Muita coisa ainda pode acontecer nestes 100 dias até à eleição. Há um elemento essencial que falta: quem será o vice de Kamala. Há vários candidatos, todos eles homens e brancos, como seria de esperar. Os principais são Andy Beshear, 46 anos, Governador do Kentucky, Gavin Newson, 56, Governador da Califórnia, J.B.Pritzker, 59, Governador do Illinoiis e Josh Shapiro, 51, Governador da Pennsylvania.

Na sua primeira apresentação depois de endossada por Biden, que callhou numa num liceu em Milwaukee, Kamala mostrou logo uma atitude aliciante: sorridente, à vontade, com sentido de humor, atacou Trump onde lhe dói (ela foi Procuradora, ele condenado em tribunal), defendeu claramente os seus valores pró-aborto e pró-classe média, esteve bem e foi bem recebida. Claro que agora terá de refinar o seu discurso e definir os pontos que interessam ao eleitorado norte-americano: inflação, custo de vida, emprego, desenvolvimento industrial e melhoria dos apoios sociais. Em todos eles o governo de Biden tem dados muito positivos, que ele não soube usar a seu favor, mas que ela não deixará de salientar.

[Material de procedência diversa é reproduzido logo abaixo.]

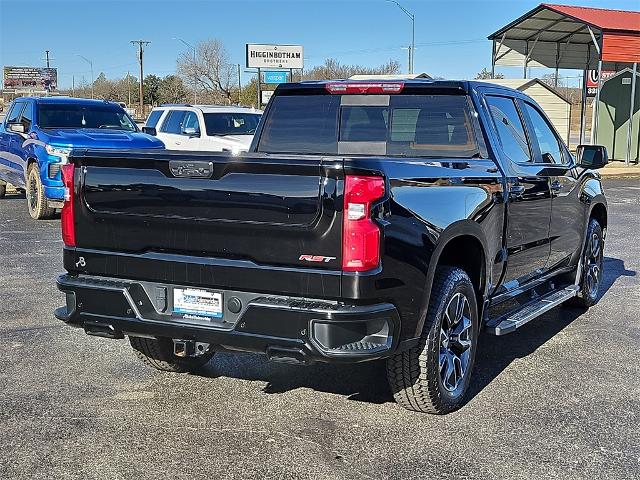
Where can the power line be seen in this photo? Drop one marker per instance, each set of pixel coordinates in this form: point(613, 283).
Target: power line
point(47, 59)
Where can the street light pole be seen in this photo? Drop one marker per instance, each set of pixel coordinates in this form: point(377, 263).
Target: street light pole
point(91, 65)
point(195, 80)
point(413, 33)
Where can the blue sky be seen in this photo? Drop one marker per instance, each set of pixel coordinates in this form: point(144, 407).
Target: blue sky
point(450, 35)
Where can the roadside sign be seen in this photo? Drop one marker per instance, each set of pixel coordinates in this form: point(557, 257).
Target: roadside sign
point(275, 77)
point(592, 80)
point(266, 96)
point(278, 56)
point(30, 78)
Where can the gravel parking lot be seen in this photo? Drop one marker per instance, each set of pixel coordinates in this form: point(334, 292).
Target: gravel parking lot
point(557, 399)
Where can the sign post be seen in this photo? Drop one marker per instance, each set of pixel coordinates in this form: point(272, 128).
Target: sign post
point(267, 56)
point(30, 79)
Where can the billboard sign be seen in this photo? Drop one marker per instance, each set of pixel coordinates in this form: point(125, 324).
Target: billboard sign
point(266, 96)
point(274, 56)
point(30, 79)
point(275, 77)
point(592, 80)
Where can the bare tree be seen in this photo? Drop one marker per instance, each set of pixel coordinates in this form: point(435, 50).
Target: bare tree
point(172, 90)
point(486, 75)
point(333, 69)
point(210, 69)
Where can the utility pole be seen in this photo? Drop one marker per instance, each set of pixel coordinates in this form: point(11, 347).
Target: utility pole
point(195, 66)
point(141, 44)
point(239, 85)
point(90, 65)
point(412, 50)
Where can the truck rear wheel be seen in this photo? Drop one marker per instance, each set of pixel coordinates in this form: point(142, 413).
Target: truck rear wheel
point(36, 201)
point(158, 353)
point(433, 377)
point(592, 263)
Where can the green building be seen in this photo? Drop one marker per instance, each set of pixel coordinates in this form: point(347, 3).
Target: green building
point(613, 116)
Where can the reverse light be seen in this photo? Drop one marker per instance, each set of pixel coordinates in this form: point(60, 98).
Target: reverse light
point(67, 217)
point(360, 235)
point(364, 88)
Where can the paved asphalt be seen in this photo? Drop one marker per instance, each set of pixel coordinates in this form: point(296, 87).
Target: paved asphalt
point(557, 399)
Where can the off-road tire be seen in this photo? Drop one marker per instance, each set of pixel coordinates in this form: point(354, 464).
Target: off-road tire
point(36, 201)
point(414, 375)
point(587, 297)
point(158, 353)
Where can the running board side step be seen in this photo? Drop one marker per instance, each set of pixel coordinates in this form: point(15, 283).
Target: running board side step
point(511, 321)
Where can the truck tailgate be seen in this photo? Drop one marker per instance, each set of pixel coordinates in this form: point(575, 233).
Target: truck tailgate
point(210, 219)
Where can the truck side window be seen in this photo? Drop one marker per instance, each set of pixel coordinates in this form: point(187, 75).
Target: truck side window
point(14, 113)
point(301, 124)
point(190, 121)
point(154, 116)
point(510, 128)
point(27, 116)
point(550, 147)
point(173, 122)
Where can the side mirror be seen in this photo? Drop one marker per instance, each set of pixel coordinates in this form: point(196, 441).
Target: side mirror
point(192, 132)
point(592, 156)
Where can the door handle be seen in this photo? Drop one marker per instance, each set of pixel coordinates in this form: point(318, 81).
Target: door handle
point(516, 191)
point(556, 186)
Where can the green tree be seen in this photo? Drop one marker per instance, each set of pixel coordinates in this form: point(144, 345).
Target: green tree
point(249, 94)
point(151, 89)
point(486, 75)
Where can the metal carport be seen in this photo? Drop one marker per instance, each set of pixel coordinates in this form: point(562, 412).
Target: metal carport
point(568, 37)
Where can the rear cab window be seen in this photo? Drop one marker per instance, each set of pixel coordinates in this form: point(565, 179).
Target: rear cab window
point(433, 125)
point(510, 128)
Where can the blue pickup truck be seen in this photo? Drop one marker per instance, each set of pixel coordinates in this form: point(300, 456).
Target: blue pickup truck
point(38, 134)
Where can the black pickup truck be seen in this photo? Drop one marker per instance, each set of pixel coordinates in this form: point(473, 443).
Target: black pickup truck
point(369, 220)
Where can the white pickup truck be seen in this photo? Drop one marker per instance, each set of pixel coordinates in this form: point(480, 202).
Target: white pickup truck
point(204, 127)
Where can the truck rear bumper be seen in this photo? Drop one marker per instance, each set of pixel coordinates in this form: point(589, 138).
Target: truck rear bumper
point(283, 328)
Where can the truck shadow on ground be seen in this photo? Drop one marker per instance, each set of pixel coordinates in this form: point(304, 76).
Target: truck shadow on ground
point(366, 382)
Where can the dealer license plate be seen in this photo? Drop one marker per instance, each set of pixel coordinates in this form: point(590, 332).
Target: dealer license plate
point(197, 304)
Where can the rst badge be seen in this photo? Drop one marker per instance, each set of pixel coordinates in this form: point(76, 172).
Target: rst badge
point(315, 258)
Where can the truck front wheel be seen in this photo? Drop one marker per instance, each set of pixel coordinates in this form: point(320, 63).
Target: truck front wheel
point(433, 377)
point(36, 201)
point(158, 353)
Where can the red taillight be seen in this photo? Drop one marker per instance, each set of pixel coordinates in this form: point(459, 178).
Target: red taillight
point(364, 88)
point(66, 218)
point(360, 235)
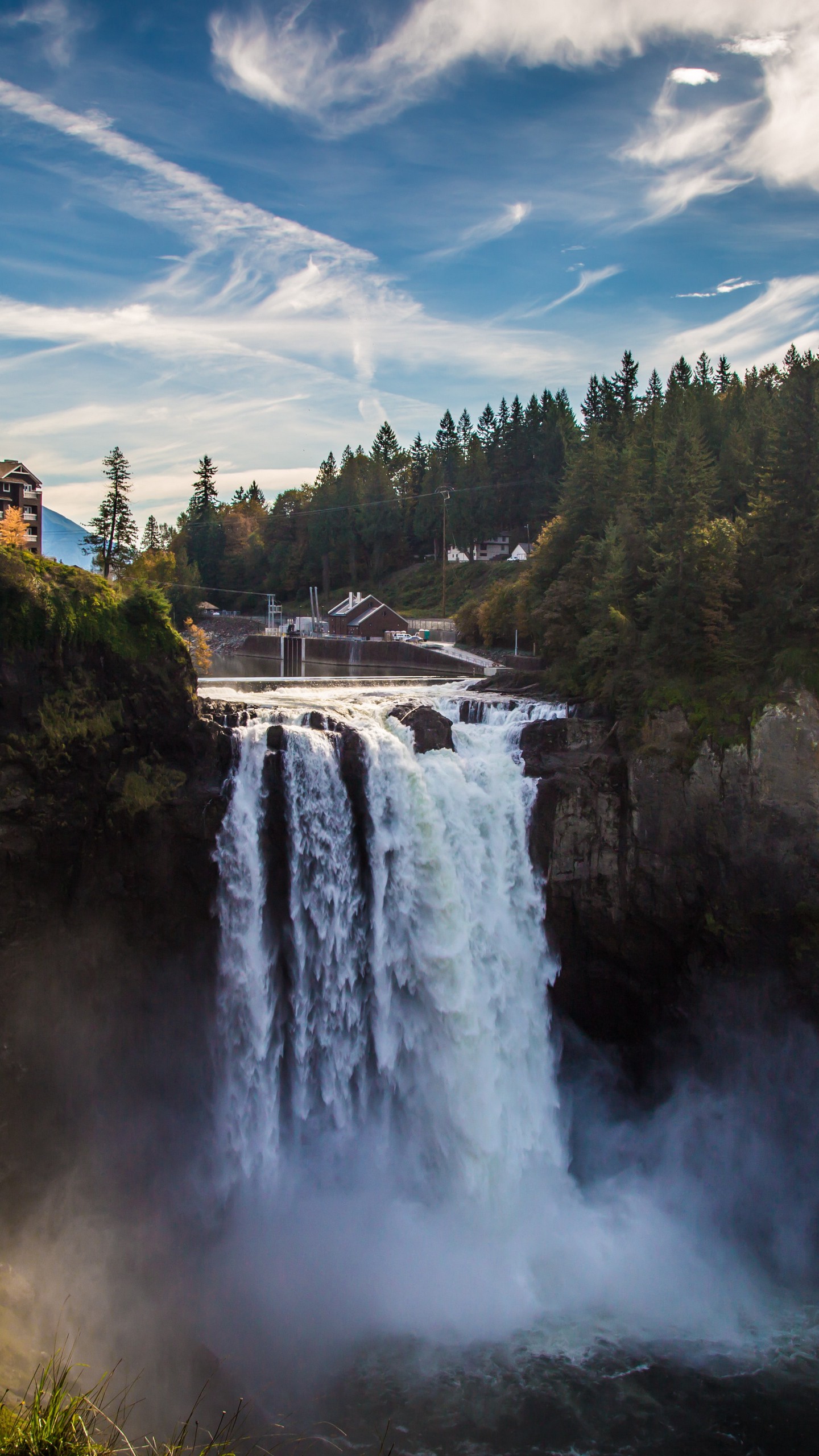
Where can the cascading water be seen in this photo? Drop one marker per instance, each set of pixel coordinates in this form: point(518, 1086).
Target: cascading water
point(406, 994)
point(390, 1114)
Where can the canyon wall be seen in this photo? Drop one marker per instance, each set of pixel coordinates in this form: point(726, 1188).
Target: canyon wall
point(671, 867)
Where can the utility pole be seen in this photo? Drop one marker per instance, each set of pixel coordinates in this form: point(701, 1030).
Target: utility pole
point(445, 497)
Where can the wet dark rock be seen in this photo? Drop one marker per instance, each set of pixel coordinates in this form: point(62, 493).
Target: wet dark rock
point(431, 730)
point(671, 868)
point(111, 799)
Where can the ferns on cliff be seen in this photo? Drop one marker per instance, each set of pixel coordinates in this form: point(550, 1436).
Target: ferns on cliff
point(47, 605)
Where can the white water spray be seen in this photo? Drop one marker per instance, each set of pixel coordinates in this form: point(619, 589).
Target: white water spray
point(390, 1110)
point(414, 995)
point(248, 1113)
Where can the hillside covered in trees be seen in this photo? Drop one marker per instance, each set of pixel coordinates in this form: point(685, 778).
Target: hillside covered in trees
point(677, 529)
point(682, 561)
point(374, 513)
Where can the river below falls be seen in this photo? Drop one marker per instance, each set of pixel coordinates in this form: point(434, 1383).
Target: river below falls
point(449, 1222)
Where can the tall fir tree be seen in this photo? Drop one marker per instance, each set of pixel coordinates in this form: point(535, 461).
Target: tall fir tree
point(113, 533)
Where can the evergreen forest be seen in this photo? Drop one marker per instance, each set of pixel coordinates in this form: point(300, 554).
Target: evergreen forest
point(675, 529)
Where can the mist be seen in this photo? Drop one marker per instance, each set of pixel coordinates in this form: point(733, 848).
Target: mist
point(395, 1149)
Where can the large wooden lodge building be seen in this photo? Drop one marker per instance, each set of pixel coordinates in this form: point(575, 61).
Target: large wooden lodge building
point(21, 487)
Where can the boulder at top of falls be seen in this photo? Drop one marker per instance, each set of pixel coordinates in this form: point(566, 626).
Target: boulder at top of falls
point(431, 729)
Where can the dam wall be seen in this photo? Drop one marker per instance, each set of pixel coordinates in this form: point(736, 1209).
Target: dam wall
point(297, 656)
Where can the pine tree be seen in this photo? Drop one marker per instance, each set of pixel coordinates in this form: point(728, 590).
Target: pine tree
point(680, 376)
point(448, 449)
point(327, 471)
point(655, 392)
point(487, 428)
point(464, 432)
point(205, 494)
point(113, 533)
point(385, 445)
point(703, 373)
point(151, 535)
point(626, 383)
point(419, 459)
point(592, 405)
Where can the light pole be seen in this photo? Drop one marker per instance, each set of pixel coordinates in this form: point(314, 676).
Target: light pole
point(445, 498)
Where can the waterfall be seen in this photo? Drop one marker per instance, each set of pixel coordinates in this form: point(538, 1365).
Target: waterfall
point(404, 995)
point(248, 1113)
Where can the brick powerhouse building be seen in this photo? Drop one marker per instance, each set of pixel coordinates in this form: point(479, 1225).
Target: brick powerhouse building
point(21, 487)
point(365, 618)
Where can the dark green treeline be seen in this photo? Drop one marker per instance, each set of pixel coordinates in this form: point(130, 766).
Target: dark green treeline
point(677, 528)
point(374, 513)
point(685, 544)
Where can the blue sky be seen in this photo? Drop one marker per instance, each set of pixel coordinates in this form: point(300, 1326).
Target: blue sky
point(260, 230)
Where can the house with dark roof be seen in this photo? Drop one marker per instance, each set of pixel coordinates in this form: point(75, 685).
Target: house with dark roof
point(21, 487)
point(365, 618)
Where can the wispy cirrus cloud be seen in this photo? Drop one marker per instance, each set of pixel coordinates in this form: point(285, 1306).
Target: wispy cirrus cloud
point(59, 24)
point(487, 232)
point(787, 311)
point(258, 332)
point(589, 279)
point(727, 286)
point(291, 63)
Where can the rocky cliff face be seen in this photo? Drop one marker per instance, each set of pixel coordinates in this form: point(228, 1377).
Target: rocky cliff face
point(110, 804)
point(668, 868)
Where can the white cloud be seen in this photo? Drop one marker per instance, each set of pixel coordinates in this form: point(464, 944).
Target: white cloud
point(693, 76)
point(255, 341)
point(786, 312)
point(758, 44)
point(293, 64)
point(486, 232)
point(59, 25)
point(729, 286)
point(589, 279)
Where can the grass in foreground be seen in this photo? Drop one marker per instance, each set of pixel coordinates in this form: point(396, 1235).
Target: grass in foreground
point(57, 1418)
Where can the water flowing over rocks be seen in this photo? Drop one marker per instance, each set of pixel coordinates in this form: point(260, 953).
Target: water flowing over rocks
point(431, 730)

Trump já recuou quanto ao próximo debate; quer que seja na Fox, um canal que lhe é favorável, e ainda não definiu data. O campo trumpista está a tentar ajustar a sua mensagem à nova situação. O campo democrata também tem muito em que pensar.

Uma coisa é certa: nestes dez dias, tudo mudou. O que parecia o comboio a alta velocidade do Trumpismo a caminho de Washington, agora parece uma competição mais equilibrada.

Os próximos 100 dias vão ser emocionantes!